Yani; rafine şeker, o muhteşem tadına rağmen bizi öldürüyor desek, hiç de yanlış söylemiş olmayız.
Şeker İnsan İçin Gerekli midir?
Rafine şekerin hiç bir türlüsü insan için gerekli değildir. Zira yüz binlerce yıllık varlığımız boyunca, ta ki yeni çağa kadar tüketmediğimiz rafine şekeri birkaç yüzyıldır tüketiyoruz. Bu da demek oluyor ki, buna bir ihtiyacımız bulunmuyor. Uzmanların da görüşü bu yöndedir ki, hiç bir hekim, hiç bir koşul altında rafine şeker tüketimi tavsiye etmez.

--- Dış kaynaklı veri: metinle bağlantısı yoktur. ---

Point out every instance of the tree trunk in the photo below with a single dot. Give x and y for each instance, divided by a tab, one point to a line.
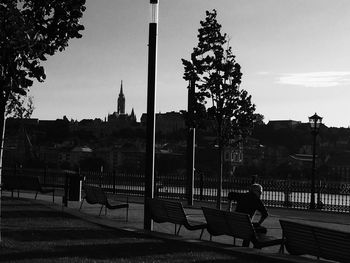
219	177
2	137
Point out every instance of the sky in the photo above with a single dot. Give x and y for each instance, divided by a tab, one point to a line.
294	54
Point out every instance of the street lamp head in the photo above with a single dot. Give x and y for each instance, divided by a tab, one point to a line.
154	11
315	122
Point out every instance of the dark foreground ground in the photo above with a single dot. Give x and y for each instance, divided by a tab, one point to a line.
33	232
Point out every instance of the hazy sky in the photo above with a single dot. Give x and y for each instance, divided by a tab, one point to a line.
294	54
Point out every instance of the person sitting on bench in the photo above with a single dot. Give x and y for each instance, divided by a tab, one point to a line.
249	203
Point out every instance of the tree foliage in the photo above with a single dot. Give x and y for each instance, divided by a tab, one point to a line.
218	77
31	30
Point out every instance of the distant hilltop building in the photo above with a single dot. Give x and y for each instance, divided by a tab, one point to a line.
120	115
283	124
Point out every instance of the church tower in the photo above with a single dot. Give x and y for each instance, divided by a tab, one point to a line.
121	101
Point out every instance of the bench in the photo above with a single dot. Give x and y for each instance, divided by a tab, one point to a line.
164	211
26	183
96	195
237	225
306	239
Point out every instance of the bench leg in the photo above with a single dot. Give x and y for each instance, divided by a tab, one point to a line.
100	210
200	237
81	204
178	231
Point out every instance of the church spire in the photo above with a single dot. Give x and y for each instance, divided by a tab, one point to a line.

Kaldı ki, rafine şeker aslında hiç de organik olmayan ciddi bir kimyasaldır. Kimyasal olan bir maddeye, doğanın bir parçası olan insanın ihtiyaç duyması ise söz konusu değildir.

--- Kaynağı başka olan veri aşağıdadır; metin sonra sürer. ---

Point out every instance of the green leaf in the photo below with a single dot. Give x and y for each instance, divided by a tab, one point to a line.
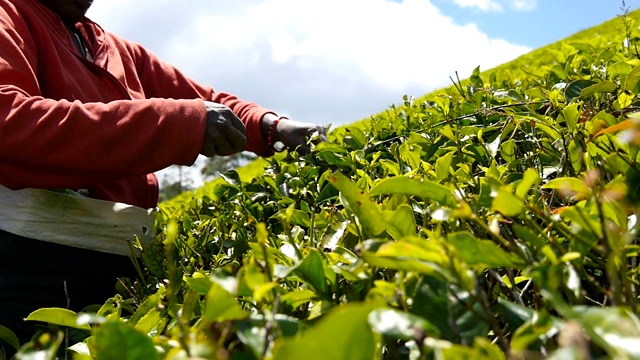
574	90
9	337
631	83
117	341
604	86
220	305
417	187
409	254
507	150
253	331
529	180
311	271
507	203
401	222
359	203
617	329
535	330
401	325
568	184
443	166
481	252
57	316
571	114
343	334
298	297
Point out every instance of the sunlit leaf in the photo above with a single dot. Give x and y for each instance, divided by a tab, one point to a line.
507	203
568	186
416	187
358	202
57	316
401	325
481	252
117	341
344	334
9	337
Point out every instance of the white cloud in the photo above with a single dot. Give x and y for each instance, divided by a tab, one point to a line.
497	6
331	61
524	5
484	5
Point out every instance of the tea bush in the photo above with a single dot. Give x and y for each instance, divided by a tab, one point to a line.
495	219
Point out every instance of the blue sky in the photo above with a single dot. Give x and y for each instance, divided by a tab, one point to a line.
340	61
548	21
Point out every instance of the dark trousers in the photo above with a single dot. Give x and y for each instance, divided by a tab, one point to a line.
36	274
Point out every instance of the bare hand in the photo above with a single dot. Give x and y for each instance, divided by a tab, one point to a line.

Şekerim Düşünce Ne Yapmalıyım?
Şekeriniz düştüğünde, şeker yemek yerine herhangi bir karbonhidrat ürününden az bir miktar tüketmeniz yeterlidir. Zira şekerin düşüyor olması zaten normal bir durum değildir ve 10 saatten kısa açlıklar durumunda elleriniz titreyecek kadar şekerinizin düştüğünü seziyorsanız mutlaka bir hekime danışmalısınız. Bir çeşit diyabetik bozukluk olan insülin direnci ve elbette diyabet bu reaksiyona neden olur, bunun tedavisi şeker tüketmek değildir.
Şeker Hastası mıyım?
Esasında günümüzde şehir insanlarının büyük kısmı şeker hastası veya şeker hastası adayıdır. Zira tükettiğimiz rafine şeker miktarı vücut fonksiyonlarımızı kolaylıkla bozarak bizi hasta etmeye yetecek düzeydedir. Eğer belli bir kilonun üzerindeyseniz, 30 yaşını geçtiyseniz ve yukarıda belirttiğimiz semptomlara sahipseniz, diyabet hastası veya adayı olabilirsiniz. Şeker hastalığı olarak tanımlanan sorun vücudun tüm sistemlerine ciddi zararlar verebilir, özellikle dolaşım sistemi, kalp ve beyin üzerinde yıkıcı etkiler ortaya çıkarabilir niteliğe sahiptir. Ayrıca diyabet hastaların doğrudan karaciğer ve pankreas fonksiyon bozukluğu sorununa sahip oldukları da söylenebilmektedir.
Sonuç olarak, şeker tadı dışında hiçbir faydası olmamasına karşın birçok ciddi riski ihtiva eden bir maddedir. Bir an önce şekeri bir besin olarak görmekten vazgeçmeli ve doğru bir beslenme prosedürü benimsemeliyiz, orta yaştan itibaren mecburen bu yolu tercih edip, kısıtlı sonuçlar almak durumunda kalmayalım.